Objectives

The wider objective of the project is the development of pre-trained, general-purpose machine learning language models for Serbian using text embeddings, as well as to build additional infrastructure and supporting tools that will secure digital inclusion of the Serbian language. To achieve this goal specific objectives are established:

O1. to build static and contextualized (dynamic) word embeddings for Serbian

O2. to train models for Serbian to enable multi-layered annotation (morphosyntax, named entity recognition and linking, relation extraction for knowledge graph building, sentiment analysis) relying on text embeddings.

O3. to build a set of language models for text generation, question answering chatbots, summarization.

O4. to develop a Serbian language tool portal and its task-specific tools

Specific objectives are directly mapped with WPs: O1↔WP1 and WP2, O2-O4↔WP3, while WP4 is aimed at reaching the academic and business community and WP5 has to ensure effective management of activities, quality and risk control, legal and societal aspects.

SMART

S: The proposed project is specific since it prepares, processes and explores language resources for Serbian in a new way, providing novel and valuable material for further development of NLP models and tools. With open and user-friendly access supported by open training materials, it brings opportunity to academia and industry to use the results of TESLA as a building block for new versatile applications.

M: All results (annotated datasets, lexical data, language models) are measurable, expressed in the size of a text collection, number of sentences or tokens annotated, number of entries in lexicon, number of question-and-answer pairs, models trained, which facilitates tracking of the progress on the project site: the milestones are carefully determined, with awareness of the time needed for the fulfillment of each activity.

A: Having in mind that one part of the TESLA team was deeply involved in the production and exploitation of several Serbian corpora, tagging, NER and word-embedding models, and has experience in the proposed technologies, the wider and specific objectives O1–O4 are achievable and realistic.

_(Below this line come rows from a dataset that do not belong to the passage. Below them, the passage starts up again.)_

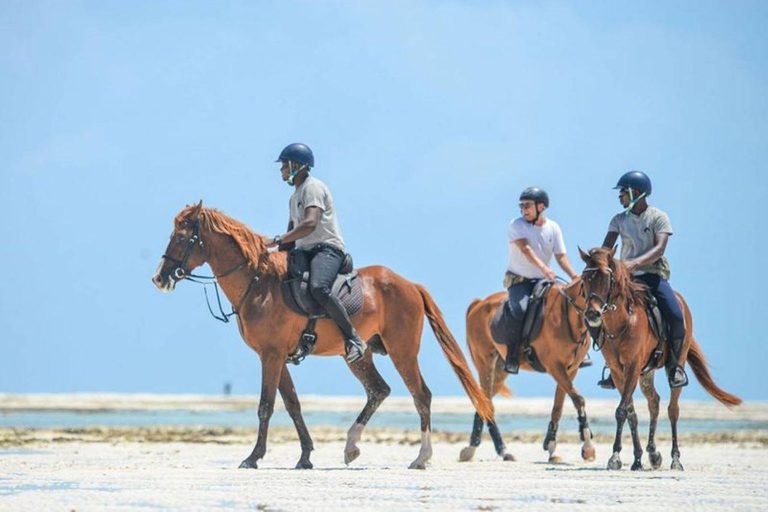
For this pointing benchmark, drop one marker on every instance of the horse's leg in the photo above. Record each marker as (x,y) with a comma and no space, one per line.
(271,368)
(377,390)
(292,405)
(565,381)
(649,390)
(621,416)
(407,366)
(629,386)
(550,440)
(674,414)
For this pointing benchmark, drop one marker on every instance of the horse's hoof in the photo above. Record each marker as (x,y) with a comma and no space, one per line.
(466,454)
(246,464)
(350,455)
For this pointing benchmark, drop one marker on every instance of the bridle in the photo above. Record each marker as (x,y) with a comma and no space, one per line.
(180,273)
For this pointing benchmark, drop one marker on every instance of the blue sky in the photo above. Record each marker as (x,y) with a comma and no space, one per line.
(427,119)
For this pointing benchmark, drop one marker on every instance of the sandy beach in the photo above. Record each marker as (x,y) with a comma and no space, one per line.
(194,468)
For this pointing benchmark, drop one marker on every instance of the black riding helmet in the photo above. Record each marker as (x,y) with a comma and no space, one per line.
(636,180)
(535,194)
(298,153)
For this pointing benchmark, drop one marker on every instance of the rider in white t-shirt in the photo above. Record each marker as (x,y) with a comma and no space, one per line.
(533,239)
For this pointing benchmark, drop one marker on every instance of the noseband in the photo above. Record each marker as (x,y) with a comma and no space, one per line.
(606,303)
(180,272)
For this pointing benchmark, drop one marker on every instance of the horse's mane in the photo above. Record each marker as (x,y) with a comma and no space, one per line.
(251,244)
(626,288)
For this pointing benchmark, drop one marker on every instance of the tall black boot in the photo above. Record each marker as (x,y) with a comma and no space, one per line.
(354,345)
(675,372)
(511,362)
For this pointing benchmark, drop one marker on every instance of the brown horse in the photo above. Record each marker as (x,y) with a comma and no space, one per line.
(561,346)
(391,319)
(616,306)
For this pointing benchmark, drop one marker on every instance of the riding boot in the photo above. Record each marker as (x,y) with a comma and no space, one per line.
(607,381)
(354,346)
(511,362)
(675,372)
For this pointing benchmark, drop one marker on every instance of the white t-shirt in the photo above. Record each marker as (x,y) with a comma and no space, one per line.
(544,240)
(314,192)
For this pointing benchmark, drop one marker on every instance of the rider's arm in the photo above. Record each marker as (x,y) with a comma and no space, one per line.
(650,257)
(527,250)
(306,227)
(565,264)
(610,239)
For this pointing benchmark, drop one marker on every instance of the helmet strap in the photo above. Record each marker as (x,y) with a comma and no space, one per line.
(294,173)
(632,201)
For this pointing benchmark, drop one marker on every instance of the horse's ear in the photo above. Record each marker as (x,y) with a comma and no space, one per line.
(194,213)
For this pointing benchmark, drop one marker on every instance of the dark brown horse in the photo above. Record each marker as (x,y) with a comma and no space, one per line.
(616,306)
(561,346)
(391,319)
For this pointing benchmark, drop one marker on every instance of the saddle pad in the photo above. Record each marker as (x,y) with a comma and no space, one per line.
(348,288)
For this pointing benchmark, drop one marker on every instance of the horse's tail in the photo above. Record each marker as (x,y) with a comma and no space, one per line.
(455,356)
(699,366)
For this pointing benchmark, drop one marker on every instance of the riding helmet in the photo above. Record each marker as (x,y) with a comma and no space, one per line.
(637,180)
(535,194)
(298,153)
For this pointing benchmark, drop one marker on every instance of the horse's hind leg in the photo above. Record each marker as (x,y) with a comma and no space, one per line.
(550,440)
(377,390)
(407,366)
(674,414)
(649,390)
(292,405)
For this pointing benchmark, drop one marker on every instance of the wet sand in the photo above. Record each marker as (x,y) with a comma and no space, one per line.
(172,467)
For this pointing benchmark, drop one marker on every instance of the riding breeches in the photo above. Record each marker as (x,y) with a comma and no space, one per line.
(668,304)
(519,296)
(324,266)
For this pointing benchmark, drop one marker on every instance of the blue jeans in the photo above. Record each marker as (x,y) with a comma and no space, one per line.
(519,296)
(668,304)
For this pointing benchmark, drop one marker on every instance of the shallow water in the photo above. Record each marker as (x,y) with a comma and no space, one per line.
(447,421)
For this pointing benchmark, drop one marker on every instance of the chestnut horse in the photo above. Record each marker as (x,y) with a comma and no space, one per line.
(561,346)
(391,319)
(616,306)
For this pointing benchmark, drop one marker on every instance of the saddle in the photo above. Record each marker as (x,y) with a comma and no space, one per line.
(295,290)
(503,326)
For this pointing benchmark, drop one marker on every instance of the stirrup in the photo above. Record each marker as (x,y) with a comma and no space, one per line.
(606,382)
(355,349)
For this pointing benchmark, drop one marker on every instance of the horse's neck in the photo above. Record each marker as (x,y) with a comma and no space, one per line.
(228,263)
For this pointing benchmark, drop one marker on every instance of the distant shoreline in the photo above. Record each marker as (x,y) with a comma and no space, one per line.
(596,408)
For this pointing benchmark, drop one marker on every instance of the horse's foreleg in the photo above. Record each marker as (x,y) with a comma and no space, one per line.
(271,368)
(649,391)
(550,440)
(674,414)
(377,390)
(292,405)
(474,440)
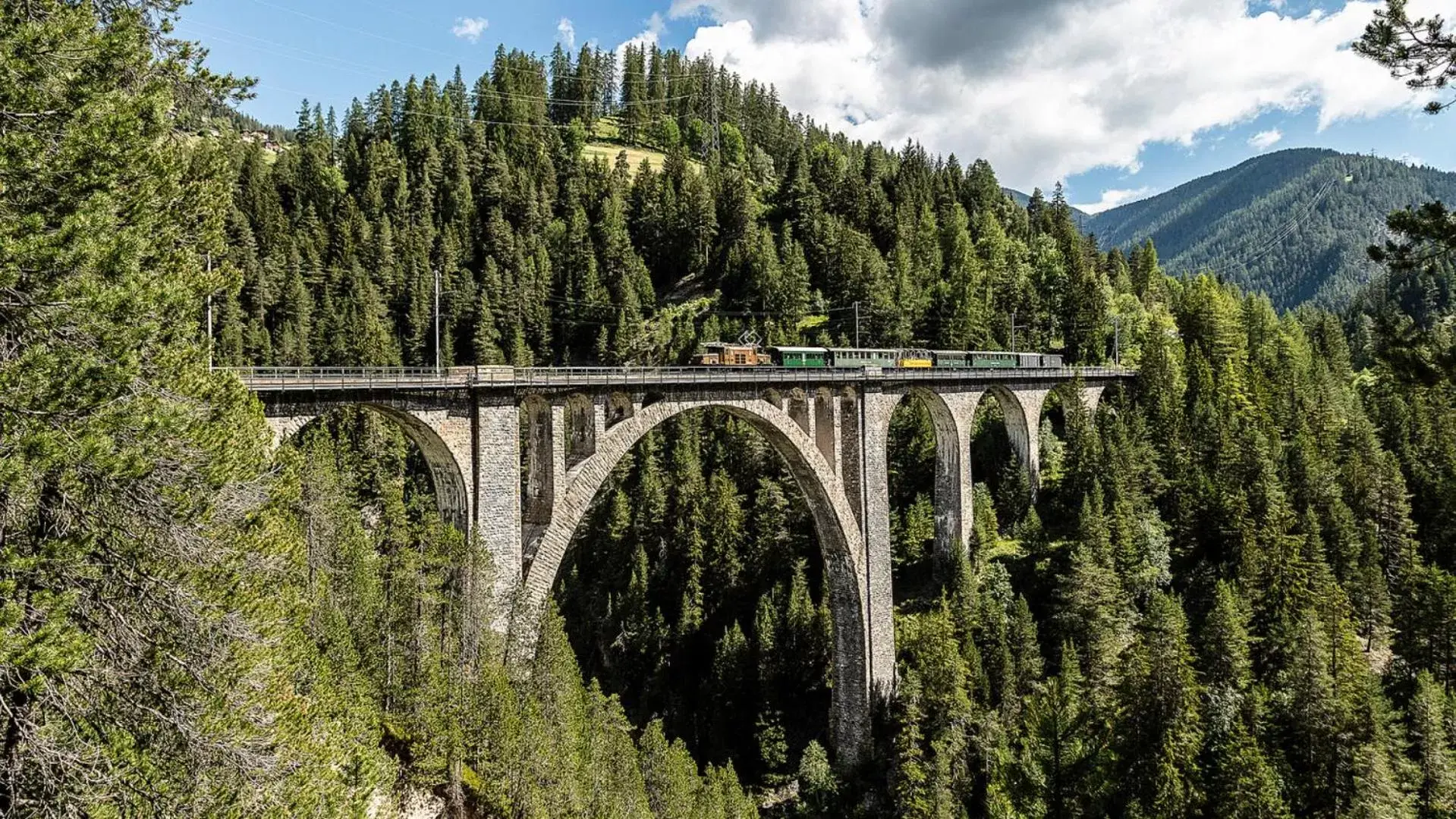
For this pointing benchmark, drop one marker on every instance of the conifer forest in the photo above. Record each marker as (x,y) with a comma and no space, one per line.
(1232,597)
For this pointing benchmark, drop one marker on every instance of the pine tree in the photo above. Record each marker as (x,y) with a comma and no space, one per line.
(1159,726)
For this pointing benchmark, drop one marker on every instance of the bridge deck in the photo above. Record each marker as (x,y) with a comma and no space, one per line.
(283,378)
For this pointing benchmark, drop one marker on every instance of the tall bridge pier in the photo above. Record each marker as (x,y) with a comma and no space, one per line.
(519,456)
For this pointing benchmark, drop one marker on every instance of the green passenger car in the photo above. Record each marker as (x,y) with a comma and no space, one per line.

R: TESLA will be of great relevance to the scientific and wider community. The scientific community can reuse annotated datasets for other model training while models can be used as building blocks for complex solutions, while industry will be able to apply project results to commercial solutions. Wider community will benefit mostly from the developed web portal with end-to-end-solution.

T: The activities defined in TESLA are timely planned to fulfill and implement established milestones.